- Associated Press - Tuesday, November 28, 2017

NEW YORK (AP) - The former president of Colombia’s soccer federation concluded South America’s three members of the FIFA executive committee during the 2010 vote that selected Qatar over the United States to host the 2022 World Cup were the sport’s most corrupt people on the continent.

Completing two days of testimony in the federal corruption trial of the former soccer heads of Paraguay, Peru and Brazil, former Colombian Football Federation president Luis Bedoya repeatedly was asked by defense lawyers about the possibility of bribes to back Qatar.

Bedoya said he and several other South American federation presidents supported the U.S. bid, but he thought Julio Grondona of Argentina, Nicolas Leoz of Paraguay and Ricardo Teixeira of Brazil voted for Qatar. Grondona was viewed as the most powerful soccer official in South America. Leoz was president of the South American governing body CONMEBOL from 1986-2013, and Teixeira was the one-time son-in-law of former FIFA president Joao Havelange.

Bruce L. Udolf, a lawyer for former Peruvian federation president Manuel Burga, asked Bedoya whether the three were the most corrupt people in the South American governing body, CONMEBOL.

“I believe so,” Bedoya said in Spanish through a translator. “I cannot prove it, but that’s what people say.”

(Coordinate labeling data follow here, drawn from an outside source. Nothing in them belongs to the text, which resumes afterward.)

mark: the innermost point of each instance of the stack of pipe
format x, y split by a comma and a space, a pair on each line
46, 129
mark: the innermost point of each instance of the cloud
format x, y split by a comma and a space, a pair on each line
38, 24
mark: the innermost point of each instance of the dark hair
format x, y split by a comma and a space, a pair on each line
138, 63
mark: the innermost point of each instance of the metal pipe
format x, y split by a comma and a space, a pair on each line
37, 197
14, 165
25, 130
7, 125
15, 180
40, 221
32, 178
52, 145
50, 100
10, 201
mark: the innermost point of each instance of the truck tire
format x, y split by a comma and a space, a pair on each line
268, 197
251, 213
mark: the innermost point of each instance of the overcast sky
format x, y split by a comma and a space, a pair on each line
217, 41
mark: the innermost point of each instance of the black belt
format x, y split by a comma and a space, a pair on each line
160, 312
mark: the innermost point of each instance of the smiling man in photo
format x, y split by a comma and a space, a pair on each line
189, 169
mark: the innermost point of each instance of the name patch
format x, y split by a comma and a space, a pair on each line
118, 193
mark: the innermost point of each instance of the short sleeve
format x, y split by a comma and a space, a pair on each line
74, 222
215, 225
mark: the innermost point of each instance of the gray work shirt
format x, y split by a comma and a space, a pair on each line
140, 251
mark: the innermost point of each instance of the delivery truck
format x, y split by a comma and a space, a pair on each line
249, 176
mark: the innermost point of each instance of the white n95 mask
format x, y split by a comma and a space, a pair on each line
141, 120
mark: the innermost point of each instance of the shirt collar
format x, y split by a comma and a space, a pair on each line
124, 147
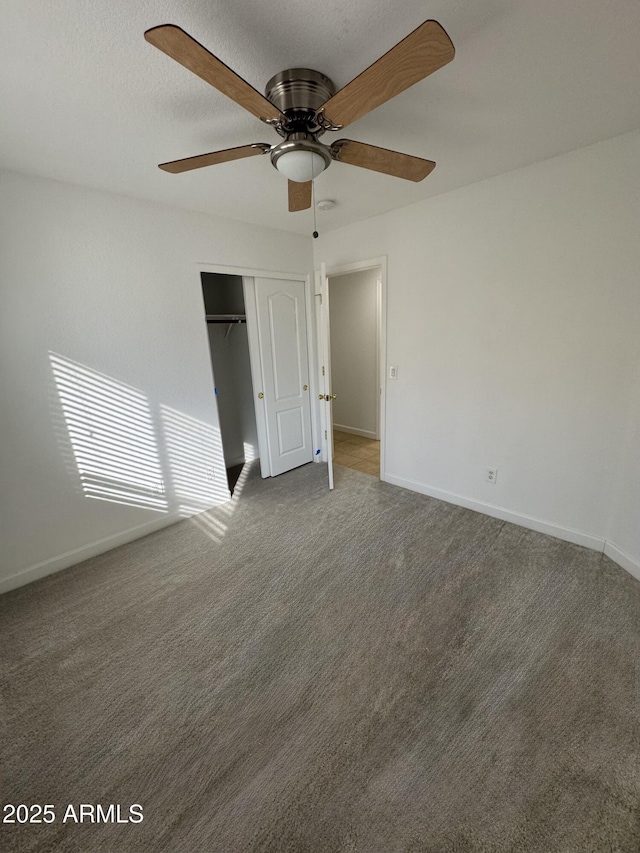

Leoz and Teixeira have been indicted in the U.S. but have not been extradited. Grondona died in 2014.

Burga, former Paraguay federation president Juan Angel Napout and ex-Brazil federation president Jose Maria Marin are on trial for racketeering conspiracy, wire fraud conspiracy and money laundering conspiracy.

During a lengthy courtroom exchange without the jury present, Napout’s lawyer succeeded in persuading U.S. District Judge Pamela K. Chen to admit a 2010 letter from Bedoya to Leoz stating that Colombia’s federation supported the U.S. in the FIFA vote. U.S. prosecutors allege that support of Qatar in exchange for bribes was part of a conspiracy, but not all of the more than three dozen people charged were involved in that scheme.

A member of FIFA’s executive committee from 2014-15, Bedoya pleaded guilty in 2015 to racketeering conspiracy and wire fraud conspiracy, counts that could result in sentences of 20 years each. He said Monday he accepted more than $3 million in bribes from 2007-15.

Bedoya testified he feared for the safety of himself and his wife if they returned to Colombia, and he said the U.S. federal government is paying the rent for a two-bedroom apartment for the couple. His cooperation agreement with U.S. prosecutors gives him the right to apply for entry into the witness protection program.

During cross-examination by Silvia B. Pinera-Vazquez, a lawyer for Napout, Bedoya testified he spoke with several other top soccer officials about the Swiss bank account he used to receive money from Mariano Jinkis of Full Play Group, the media company Bedoya testified paid bribes to himself and others for broadcast rights to South American soccer tournaments.

Bedoya said he discussed his account with Napout, Burga and former Ecuador soccer federation president Luis Chiriboga, but did not divulge it to his own wife. Bedoya said he had no direct knowledge of Napout or Burga receiving cash or wire transfers.

Bedoya also was asked Tuesday to give details of a hotel lobby in Madrid where he said Jinkis introduced him to a Qatari ahead of the 2010 Champions League final. Bedoya said Monday that Jinkis told him then that up to $15 million in bribe money was available to South American officials in exchange for supporting Qatar’s bid for the 2022 World Cup.

Bedoya also was asked to describe the scene at a Zurich hotel when the first arrests were made in the case in May 2015.

He was followed to the witness stand by Dyan Decker, U.S. forensics leader at the accounting company PcW, who discussed records preserved from the Buenos Aires office of Torneos y Competencias. Alejandro Burzaco, that company’s former chairman, testified earlier in the trial after pleading guilty to racketeering conspiracy, wire fraud conspiracy and money laundering conspiracy. The day’s final witness was an American Airlines employee who discussed flight records involving the defendants.